I exercised heroic restraint at my first trip back to the public library, coming home with only five books, and I have so far kept to my intention to switch between library sci-fi/fantasy/YA with Viragos off my to-read shelf. It has turned out to be a very refreshing alternation of genres, themes, and reading expectations.

Helen Dunmore's The Tide Knot - I still think Dunmore's idea of mermaids as half-seal instead of half-fish is clever (and the source of husband's and my many arguments about whether mermaids are fish or mammals), as is her conceit that Ingo (Sea) is a neighboring world to Earth and Air, the transition possible only for a few. It's hard for a second book in a series to sustain the fascination of the first, where the magical worlds were first introduced, but this one substituted plot and a terrific action sequence (and some very satisfying, if sad answers to some of the mysteries left open at the end of Ingo) and was reasonably successful in keeping the series interesting. I do plan to read the other three, but my public library doesn't have them (off to ILL!).

Radclyffe Hall's The Unlit Lamp - Possibly the first lesbian fiction I've read, which is a glaring omission considering my desire to read about as many aspects as possible of the woman's experience. I was amazed that though nothing happens in this novel - literally nothing; it's all about how a driven, intelligent young woman ultimately fails in her bid to escape from her stifling home to make a career for herself - I couldn't put it down. It asks hard questions about our responsibilities to other people, especially when those responsibilities prevent us from living our own lives.
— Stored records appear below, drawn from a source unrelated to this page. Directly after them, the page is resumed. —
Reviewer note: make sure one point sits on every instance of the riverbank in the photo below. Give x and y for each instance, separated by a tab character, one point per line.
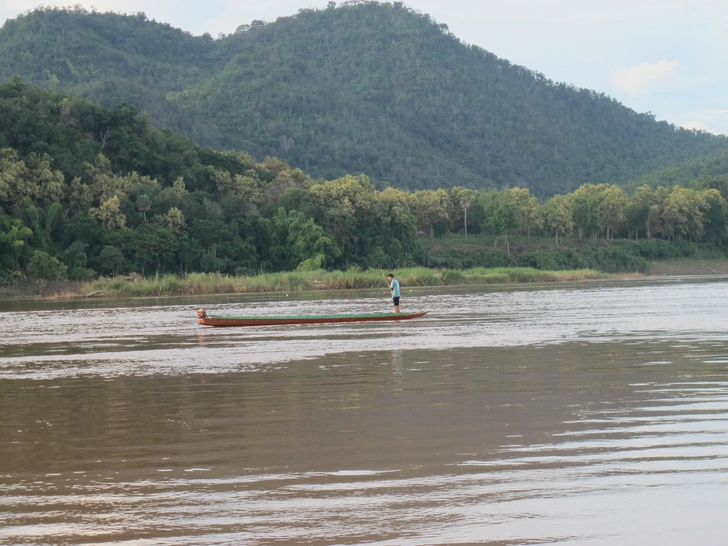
215	283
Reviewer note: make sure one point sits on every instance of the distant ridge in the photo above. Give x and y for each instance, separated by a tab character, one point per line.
366	87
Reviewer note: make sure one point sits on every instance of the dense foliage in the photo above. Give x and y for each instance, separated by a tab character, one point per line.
366	87
87	191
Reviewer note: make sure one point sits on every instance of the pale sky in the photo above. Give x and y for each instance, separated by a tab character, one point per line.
668	57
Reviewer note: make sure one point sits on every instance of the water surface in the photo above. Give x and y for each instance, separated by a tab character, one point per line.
587	413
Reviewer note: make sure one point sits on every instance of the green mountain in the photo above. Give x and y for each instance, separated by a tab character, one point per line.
367	87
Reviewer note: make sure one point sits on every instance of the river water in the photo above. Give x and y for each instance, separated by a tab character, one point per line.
583	413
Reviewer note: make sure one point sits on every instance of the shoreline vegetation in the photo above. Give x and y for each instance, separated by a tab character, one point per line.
297	281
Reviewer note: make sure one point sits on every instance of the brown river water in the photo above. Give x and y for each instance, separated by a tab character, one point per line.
583	413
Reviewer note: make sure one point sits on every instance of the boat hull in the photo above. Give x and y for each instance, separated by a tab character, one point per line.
320	319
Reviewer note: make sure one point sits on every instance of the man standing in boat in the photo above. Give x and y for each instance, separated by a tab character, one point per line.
393	285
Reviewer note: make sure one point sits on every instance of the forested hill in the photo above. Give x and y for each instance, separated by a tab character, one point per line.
365	87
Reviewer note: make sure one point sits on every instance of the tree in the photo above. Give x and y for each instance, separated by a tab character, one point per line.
430	208
557	216
44	266
109	214
460	199
613	201
13	236
526	207
586	215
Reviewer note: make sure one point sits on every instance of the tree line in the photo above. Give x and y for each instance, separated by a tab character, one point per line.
87	191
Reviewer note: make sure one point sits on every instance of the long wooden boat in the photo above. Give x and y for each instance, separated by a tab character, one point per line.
303	319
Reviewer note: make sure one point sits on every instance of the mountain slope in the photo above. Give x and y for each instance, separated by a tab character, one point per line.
366	87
Margo Lanagan's The Brides of Rollrock Island - My thoughts on this book are one enormous ball of wonder and awe. Like Franny Billingsley's The Folk Keeper and Chime, Lanagan uses unbelievably beautiful, poetic prose in service of a story based on folklore. This book uses the selkie myth (seals turned into women, forced to marry the man who steals her coat, and who will forsake her husband and children to return to the sea should she ever find that coat) to grapple with questions of sexuality and desire, shame, power dynamics within relationships and within communities, differing responses to the oppression born of systemic patriarchy, agency, and tradition. And more. From multiple perspectives (we hear the narrative through the voices of six very different characters - but, tellingly, never the voice of a seal-maiden herself). Because no one I know has read this book (which will hopefully change as I push it on people), I had to search out other reviews to satisfy my need to hear others converse about this incredible novel; I wanted to share with you my favorites: Ana at Things Mean a Lot and Karyn Silverman at Someday My Printz Will Come.

Katharine Thurston's The Fly on the Wheel - Meh. It's basically The Age of Innocence set in Catholic Ireland, but I didn't care about any of the characters, and her writing was increasingly frustrating, since Thurston felt the need to immediately spell out any symbolism or subtext. I finished it, but have no interest in keeping it.

Next up, Physik (third in the Septimus Heap series).